In the beginning, there was only confusion.
When Brit Tripudio’s name lit up a black screen with bright red letters followed by his latest collection’s name — ‘Let’s Go To Tokyo’ – in the same form of typography, no one expected to find two bodies clad in mesh to start dancing down the runway. The performance seemed to be part dance, part martial arts exhibition, and part death trap. For a good minute or so, the audience was left in a state of consternation – would the entire show be some sort of performance art? But after a backflip and a sashay off the catwalk, the real show began.
A graffiti-inspired backdrop took the place of the black screen and models clad in urban, Japanese-inspired garb came strolling down the runway. Japanese pop filled the airwaves as a multitude of double zips, silver rings, and ripped denim passed by.

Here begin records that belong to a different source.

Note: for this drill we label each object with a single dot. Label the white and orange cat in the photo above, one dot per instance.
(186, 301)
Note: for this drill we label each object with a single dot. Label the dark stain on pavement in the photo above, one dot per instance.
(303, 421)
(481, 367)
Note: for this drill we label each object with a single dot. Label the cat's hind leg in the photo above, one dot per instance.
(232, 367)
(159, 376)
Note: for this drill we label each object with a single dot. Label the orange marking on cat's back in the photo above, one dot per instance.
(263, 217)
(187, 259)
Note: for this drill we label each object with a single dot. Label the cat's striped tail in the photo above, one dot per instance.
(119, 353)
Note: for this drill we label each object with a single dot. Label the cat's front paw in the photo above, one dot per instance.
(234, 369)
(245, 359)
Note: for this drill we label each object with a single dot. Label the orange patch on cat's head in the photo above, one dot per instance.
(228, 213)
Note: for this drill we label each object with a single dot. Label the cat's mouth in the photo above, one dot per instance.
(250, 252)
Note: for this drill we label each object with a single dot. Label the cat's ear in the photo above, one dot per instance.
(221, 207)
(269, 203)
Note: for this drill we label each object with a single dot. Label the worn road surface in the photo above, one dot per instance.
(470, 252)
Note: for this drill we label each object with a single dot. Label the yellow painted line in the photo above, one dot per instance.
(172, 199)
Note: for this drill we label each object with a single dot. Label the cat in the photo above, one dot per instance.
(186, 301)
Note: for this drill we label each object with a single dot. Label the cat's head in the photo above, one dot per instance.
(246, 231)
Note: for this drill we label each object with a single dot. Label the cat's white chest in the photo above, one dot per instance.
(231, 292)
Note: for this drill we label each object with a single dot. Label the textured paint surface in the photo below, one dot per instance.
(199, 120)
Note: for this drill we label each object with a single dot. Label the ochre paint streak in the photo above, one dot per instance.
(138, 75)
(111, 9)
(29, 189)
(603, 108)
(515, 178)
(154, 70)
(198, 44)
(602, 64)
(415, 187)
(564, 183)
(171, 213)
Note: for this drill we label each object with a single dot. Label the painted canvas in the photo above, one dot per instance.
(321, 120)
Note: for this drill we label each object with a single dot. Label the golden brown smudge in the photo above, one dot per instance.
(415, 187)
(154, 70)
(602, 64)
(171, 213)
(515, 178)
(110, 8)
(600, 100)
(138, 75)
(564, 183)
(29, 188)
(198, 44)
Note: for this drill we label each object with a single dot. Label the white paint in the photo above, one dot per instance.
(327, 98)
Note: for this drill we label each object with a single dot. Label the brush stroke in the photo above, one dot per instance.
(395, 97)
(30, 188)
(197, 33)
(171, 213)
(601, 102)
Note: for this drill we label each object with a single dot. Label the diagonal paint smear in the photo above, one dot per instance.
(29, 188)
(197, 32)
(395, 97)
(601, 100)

While impeccably made and well-styled, the collection felt rather dated. O-ring pulls, layering techniques, and jacket silhouettes that have become oversaturated in the world of street style over the past few seasons seemed to be the stars of the show. Excessively ripped jeans and blackletter typography a la Life of Pablo didn’t help the cause either. The influences in his work were crystal clear and were executed to near perfection.

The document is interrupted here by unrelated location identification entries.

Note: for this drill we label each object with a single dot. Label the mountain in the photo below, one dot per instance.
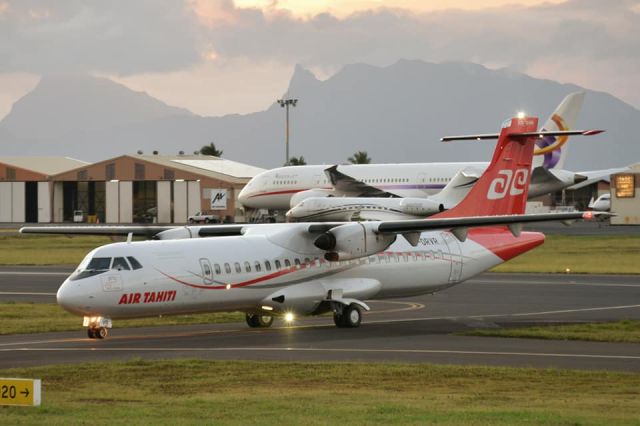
(395, 113)
(63, 105)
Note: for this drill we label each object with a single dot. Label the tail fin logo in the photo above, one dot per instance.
(507, 182)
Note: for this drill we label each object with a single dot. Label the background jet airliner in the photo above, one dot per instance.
(277, 269)
(285, 187)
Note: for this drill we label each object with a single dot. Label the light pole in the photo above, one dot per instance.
(284, 103)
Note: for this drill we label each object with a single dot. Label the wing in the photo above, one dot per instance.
(352, 187)
(354, 240)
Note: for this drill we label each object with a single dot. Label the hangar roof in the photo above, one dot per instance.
(204, 164)
(46, 165)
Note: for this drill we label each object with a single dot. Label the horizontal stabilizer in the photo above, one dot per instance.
(540, 134)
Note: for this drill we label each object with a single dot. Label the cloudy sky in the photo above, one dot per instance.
(223, 56)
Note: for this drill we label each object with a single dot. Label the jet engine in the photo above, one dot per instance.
(420, 206)
(352, 241)
(303, 195)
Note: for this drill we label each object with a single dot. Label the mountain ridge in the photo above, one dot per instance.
(395, 113)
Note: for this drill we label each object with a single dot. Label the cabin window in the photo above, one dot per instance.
(134, 263)
(119, 263)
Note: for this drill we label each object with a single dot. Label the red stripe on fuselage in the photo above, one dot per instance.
(241, 284)
(502, 242)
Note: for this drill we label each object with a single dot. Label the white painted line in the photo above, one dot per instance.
(338, 350)
(570, 283)
(62, 274)
(522, 314)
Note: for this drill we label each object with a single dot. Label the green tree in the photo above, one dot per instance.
(211, 150)
(360, 157)
(296, 161)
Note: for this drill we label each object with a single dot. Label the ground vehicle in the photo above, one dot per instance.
(205, 217)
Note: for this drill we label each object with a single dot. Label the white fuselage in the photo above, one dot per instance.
(274, 188)
(248, 272)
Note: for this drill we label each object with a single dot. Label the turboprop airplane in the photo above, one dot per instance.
(284, 269)
(285, 187)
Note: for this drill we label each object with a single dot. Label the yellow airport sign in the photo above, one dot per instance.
(19, 391)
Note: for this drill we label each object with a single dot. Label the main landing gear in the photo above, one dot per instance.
(349, 316)
(98, 327)
(259, 321)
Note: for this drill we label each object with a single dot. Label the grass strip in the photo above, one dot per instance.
(580, 254)
(272, 393)
(619, 331)
(19, 318)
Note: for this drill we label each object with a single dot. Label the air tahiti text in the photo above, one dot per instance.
(147, 297)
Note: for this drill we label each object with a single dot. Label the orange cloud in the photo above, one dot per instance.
(342, 8)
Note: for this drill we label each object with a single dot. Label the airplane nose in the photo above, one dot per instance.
(68, 297)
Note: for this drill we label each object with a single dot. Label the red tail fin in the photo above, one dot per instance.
(504, 186)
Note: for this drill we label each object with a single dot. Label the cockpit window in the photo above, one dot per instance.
(99, 264)
(134, 263)
(119, 263)
(96, 266)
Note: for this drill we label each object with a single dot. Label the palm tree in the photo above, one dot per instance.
(299, 161)
(360, 157)
(211, 150)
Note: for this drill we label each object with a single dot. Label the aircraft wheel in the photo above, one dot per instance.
(259, 321)
(351, 317)
(102, 332)
(265, 320)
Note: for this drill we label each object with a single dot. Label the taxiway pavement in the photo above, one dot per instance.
(419, 329)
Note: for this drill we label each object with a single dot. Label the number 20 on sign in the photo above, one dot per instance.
(20, 392)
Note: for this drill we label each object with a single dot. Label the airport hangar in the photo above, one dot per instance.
(124, 189)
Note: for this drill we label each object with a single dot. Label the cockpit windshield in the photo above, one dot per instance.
(98, 265)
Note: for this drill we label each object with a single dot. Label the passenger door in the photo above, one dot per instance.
(455, 256)
(207, 271)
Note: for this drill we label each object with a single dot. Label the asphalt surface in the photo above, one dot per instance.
(404, 330)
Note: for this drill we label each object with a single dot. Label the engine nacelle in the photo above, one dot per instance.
(420, 206)
(353, 241)
(303, 195)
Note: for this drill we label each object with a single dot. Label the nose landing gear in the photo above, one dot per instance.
(259, 321)
(97, 332)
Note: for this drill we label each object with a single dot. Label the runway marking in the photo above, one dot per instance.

That being said, however, Brit Tripudio’s collection was perhaps one of the most wearable ones of the season – read: one of the most sellable ones. That in itself is a success as fashion is and always will be a business.A lack of inventiveness doesn’t equate to a lack of style. Editors and fashion enthusiasts might not find anything particularly original about ‘Let’s Go To Tokyo’ but that doesn’t mean they won’t be purchasing the pieces once they’re available. Let’s face it: it’s nothing new but it’s still something great.